# Security at Pipedream
Pipedream is committed to the security of your data. Below, we outline how we handle specific data and what we do to secure it. This is not an exhaustive list of security practices, but an overview of key policies and procedures.
If you have any questions that aren't covered below, or if you'd like to report a suspected vulnerability, please contact us at firstname.lastname@example.org.
# Reporting a Vulnerability
If you'd like to report a suspected vulnerability, please contact email@example.com.
If you need to encrypt sensitive data as part of your report, you can use our PGP key.
# Hosting Details
Pipedream is hosted on the Amazon Web Services (AWS) platform. The physical hardware powering Pipedream, and the data stored by our platform, is hosted in data centers controlled and secured by AWS. You can read more about AWS’s security practices and compliance certifications here.
Pipedream further secures access to AWS resources through a series of controls, including but not limited to: using multi-factor authentication to access AWS, hosting services within a private network inaccessible to the public internet, and more.

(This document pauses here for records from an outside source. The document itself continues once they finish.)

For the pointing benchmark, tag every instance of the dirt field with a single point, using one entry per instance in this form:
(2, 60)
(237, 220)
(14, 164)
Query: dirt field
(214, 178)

# User Accounts, Authentication and Authorization
When you sign up for a Pipedream account, you can choose to link your Pipedream login to either an existing Google or Github account. Pipedream relies on these third-party identity providers for login, and therefore does not store passwords tied to your user account.
We recommend you configure two-factor authentication in your third party identity provider to further protect access to your Pipedream account.
# Third party OAuth grants and API keys
When you link an account from a third party application, you may be asked to either authorize a Pipedream OAuth application access to your account, or provide an API key or other credentials. This section describes how we handle these grants and keys.
When a third party application supports an OAuth integration, Pipedream prefers that interface. The OAuth protocol allows Pipedream to request scoped access to specific resources in your third party account without you having to provide long-term credentials directly. Pipedream must request short-term access tokens at regular intervals, and most applications provide a way to revoke Pipedream's access to your account at any time.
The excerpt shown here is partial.